Which mechanisms lead to the spontaneous chromosomal aberrations in cells that lack a fully functional Mre11 complex? Dicentric chromosomes could arise from a NHEJ reaction that fuses internal DSBs located on different chromatids or from end-to-end chromosome fusions caused by aberrant telomere function. The presence of FISH signals from subterminal BACs on the anaphase bridges in mre11-3 plants suggests that a fraction of fusions might be derived from partial telomere dysfunction in the absence of Mre11. A telomeric role of the Mre11 complex in Arabidopsis has been implicated by a recent finding on telomere extension in Mre11-deficient plants (Bundock and Hooykaas, 2002) as well as by the rapid loss of telomeres in a rad50 mutant cell suspension culture (Gallego and White, 2001). In addition, chromosome end-to-end associations that retain telomeric DNA at the fusion point were observed in the Rad50S/S mouse (Bender et al., 2002).

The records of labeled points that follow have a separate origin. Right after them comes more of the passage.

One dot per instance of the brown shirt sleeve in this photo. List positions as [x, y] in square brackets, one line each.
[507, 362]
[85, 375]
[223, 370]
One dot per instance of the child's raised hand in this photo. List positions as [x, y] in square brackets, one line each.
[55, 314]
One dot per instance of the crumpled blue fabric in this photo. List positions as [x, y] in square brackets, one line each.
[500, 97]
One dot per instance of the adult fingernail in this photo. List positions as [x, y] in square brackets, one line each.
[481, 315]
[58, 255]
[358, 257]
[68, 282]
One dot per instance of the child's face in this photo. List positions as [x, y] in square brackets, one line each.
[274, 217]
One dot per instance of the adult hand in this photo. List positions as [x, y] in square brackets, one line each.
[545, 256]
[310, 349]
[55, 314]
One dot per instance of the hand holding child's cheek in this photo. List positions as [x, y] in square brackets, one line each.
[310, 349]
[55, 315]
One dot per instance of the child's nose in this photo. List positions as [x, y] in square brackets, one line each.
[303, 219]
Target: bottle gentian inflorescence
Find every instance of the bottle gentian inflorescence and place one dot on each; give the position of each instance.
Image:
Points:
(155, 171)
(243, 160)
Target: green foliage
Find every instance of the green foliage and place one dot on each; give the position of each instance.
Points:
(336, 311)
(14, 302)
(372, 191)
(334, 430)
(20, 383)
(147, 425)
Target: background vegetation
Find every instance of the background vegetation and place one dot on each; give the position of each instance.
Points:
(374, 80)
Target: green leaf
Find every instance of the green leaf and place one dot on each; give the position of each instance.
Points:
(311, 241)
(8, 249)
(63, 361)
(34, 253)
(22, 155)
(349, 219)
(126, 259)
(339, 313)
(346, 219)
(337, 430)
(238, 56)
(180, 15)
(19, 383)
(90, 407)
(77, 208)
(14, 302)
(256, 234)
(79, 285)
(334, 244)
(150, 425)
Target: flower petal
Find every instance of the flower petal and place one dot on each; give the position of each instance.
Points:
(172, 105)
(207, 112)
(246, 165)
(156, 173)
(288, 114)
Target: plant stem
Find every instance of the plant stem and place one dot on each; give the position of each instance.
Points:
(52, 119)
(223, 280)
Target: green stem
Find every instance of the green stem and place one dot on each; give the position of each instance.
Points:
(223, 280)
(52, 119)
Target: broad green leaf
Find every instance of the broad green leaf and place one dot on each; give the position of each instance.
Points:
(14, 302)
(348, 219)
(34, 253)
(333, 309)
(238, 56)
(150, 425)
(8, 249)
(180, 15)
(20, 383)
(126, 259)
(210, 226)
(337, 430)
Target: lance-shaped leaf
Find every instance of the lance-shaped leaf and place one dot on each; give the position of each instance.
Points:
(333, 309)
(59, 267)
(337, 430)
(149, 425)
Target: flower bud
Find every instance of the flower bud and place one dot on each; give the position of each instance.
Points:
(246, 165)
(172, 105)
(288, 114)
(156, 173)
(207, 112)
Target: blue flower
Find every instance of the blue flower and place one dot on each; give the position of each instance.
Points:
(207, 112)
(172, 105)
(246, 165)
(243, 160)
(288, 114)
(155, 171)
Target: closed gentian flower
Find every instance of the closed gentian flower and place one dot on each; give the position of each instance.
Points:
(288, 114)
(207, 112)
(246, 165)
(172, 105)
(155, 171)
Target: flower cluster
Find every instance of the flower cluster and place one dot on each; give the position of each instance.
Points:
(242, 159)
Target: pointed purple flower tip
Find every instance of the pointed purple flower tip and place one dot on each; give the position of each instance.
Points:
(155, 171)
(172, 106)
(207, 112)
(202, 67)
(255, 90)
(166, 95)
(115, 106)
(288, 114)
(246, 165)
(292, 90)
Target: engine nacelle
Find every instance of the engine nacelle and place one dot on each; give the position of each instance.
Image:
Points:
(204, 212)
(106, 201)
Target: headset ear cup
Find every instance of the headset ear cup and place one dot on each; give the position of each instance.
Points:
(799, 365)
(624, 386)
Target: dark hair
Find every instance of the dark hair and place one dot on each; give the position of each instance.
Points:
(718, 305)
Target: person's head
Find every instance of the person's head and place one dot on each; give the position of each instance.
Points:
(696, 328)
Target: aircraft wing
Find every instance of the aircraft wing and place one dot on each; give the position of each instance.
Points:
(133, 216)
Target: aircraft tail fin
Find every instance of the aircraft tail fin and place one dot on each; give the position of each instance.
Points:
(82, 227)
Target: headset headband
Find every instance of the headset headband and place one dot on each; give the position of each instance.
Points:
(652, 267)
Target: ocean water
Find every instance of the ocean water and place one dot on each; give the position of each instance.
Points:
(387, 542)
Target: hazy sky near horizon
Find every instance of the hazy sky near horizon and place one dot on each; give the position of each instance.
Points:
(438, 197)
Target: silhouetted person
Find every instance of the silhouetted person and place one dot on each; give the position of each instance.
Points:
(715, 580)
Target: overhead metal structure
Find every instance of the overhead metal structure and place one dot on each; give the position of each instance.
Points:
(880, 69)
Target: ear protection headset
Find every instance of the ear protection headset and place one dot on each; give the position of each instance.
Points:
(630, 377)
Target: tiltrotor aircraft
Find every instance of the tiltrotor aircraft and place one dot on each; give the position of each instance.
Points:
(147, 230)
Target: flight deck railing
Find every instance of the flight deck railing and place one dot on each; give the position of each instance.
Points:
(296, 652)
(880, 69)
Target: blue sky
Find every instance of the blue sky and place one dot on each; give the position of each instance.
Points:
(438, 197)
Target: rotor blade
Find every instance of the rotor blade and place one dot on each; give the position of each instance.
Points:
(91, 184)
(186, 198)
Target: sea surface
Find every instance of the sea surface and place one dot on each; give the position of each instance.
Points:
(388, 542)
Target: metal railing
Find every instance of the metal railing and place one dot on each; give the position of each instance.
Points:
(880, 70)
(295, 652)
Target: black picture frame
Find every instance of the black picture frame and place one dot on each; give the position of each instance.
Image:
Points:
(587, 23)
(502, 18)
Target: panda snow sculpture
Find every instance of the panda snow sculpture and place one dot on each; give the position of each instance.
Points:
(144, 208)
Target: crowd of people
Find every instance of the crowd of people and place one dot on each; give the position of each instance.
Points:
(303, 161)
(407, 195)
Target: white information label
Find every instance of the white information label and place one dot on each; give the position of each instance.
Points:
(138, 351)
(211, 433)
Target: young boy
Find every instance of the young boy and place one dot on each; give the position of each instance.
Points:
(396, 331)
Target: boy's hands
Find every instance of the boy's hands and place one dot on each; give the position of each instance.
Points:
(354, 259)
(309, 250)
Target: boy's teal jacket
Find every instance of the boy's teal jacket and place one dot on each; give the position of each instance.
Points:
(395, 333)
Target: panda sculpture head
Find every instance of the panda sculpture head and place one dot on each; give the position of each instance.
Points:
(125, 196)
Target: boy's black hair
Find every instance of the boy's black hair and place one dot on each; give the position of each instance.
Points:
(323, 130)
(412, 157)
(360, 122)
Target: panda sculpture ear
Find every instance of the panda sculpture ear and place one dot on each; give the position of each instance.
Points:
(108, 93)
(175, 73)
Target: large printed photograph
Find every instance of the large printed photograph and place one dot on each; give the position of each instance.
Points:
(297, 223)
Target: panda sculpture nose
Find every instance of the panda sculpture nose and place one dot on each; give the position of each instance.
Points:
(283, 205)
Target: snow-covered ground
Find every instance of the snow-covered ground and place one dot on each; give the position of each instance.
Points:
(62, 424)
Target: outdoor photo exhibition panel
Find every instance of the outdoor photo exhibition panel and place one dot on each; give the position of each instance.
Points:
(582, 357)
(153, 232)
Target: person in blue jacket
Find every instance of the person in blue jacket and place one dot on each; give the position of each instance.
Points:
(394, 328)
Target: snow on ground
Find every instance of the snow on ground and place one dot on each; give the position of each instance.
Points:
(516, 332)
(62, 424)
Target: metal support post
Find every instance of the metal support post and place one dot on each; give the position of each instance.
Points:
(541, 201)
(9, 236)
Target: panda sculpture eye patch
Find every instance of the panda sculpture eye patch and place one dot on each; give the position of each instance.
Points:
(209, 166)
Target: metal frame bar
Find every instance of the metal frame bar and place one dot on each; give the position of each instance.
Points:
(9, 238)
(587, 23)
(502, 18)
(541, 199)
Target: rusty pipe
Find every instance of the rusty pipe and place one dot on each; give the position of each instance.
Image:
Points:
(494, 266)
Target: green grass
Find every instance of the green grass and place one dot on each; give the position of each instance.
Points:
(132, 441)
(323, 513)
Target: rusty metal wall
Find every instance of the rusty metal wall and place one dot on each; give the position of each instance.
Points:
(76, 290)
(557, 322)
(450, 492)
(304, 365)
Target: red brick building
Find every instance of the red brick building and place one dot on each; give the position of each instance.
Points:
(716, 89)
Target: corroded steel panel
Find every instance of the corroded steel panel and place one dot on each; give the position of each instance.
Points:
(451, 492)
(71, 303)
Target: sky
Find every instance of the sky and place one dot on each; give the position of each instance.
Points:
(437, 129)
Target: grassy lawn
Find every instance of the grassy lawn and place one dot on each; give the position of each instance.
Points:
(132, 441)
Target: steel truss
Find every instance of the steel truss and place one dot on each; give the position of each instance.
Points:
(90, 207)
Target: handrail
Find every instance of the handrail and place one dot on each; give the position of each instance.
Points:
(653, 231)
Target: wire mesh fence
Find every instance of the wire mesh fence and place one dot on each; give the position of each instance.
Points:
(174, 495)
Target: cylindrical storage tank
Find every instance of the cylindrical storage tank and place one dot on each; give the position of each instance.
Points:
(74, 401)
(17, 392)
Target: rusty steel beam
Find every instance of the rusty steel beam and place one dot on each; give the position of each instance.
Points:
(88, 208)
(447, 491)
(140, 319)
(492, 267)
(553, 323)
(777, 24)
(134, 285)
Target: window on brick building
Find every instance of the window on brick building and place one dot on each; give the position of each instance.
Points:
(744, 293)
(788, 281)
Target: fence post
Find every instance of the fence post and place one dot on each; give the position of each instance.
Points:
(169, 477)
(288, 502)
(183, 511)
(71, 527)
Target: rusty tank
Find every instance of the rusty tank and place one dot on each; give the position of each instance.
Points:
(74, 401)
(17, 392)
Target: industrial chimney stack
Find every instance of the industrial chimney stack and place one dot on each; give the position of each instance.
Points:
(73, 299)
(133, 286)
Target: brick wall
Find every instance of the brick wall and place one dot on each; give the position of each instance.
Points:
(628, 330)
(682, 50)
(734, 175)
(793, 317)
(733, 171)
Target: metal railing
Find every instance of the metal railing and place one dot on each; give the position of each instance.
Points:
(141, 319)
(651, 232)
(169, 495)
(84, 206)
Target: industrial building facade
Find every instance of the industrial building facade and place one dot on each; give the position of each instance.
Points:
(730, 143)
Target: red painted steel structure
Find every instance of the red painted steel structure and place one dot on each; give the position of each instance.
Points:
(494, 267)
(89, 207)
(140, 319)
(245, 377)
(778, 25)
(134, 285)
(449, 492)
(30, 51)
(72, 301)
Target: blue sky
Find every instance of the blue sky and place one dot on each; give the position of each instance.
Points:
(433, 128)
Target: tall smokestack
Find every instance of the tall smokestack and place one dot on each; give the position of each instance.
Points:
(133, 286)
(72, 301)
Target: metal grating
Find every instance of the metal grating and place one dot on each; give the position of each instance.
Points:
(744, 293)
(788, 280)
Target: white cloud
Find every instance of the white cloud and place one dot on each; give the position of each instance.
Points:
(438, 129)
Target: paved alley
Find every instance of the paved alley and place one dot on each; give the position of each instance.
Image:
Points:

The presence of acentric fragments in mre11-3 mutants argues that chromosome end-to-end fusions may only account for some of the aberrations. The observation that an elevated level of chromosomal rearrangements occurs in yeast replication mutants suggests that aberrant DNA replication is the major source of genome instabilities in eukaryotic cells (Chen and Kolodner, 1999). The replication fork can collapse when it encounters a DNA lesion or an unusual secondary structure, or when it collides with protein-DNA adducts, such as another replication fork or RNA polymerase. Replication is reestablished through recombination intermediates in a process that may include DSB formation (reviewed in Kuzminov, 2001; McGlynn and Lloyd, 2002). It has been proposed that the Mre11 complex is involved in the repair of collapsed replication forks. Mre11 colocalizes with stalled replication forks in human cell lines (Franchitto and Pichierri, 2002), and frog extracts depleted of Mre11 accumulate DSBs during DNA replication (Costanzo et al., 2001). The dicentric chromosomes and acentric fragments in mre11-3 plants may thus result from aberrant repair of DSBs that occur during DNA replication. It is tempting to speculate that the high incidence of homologous fusions in Mre11-deficient Arabidopsis reflects the ligation of sister chromatids after the collapse of a replication fork.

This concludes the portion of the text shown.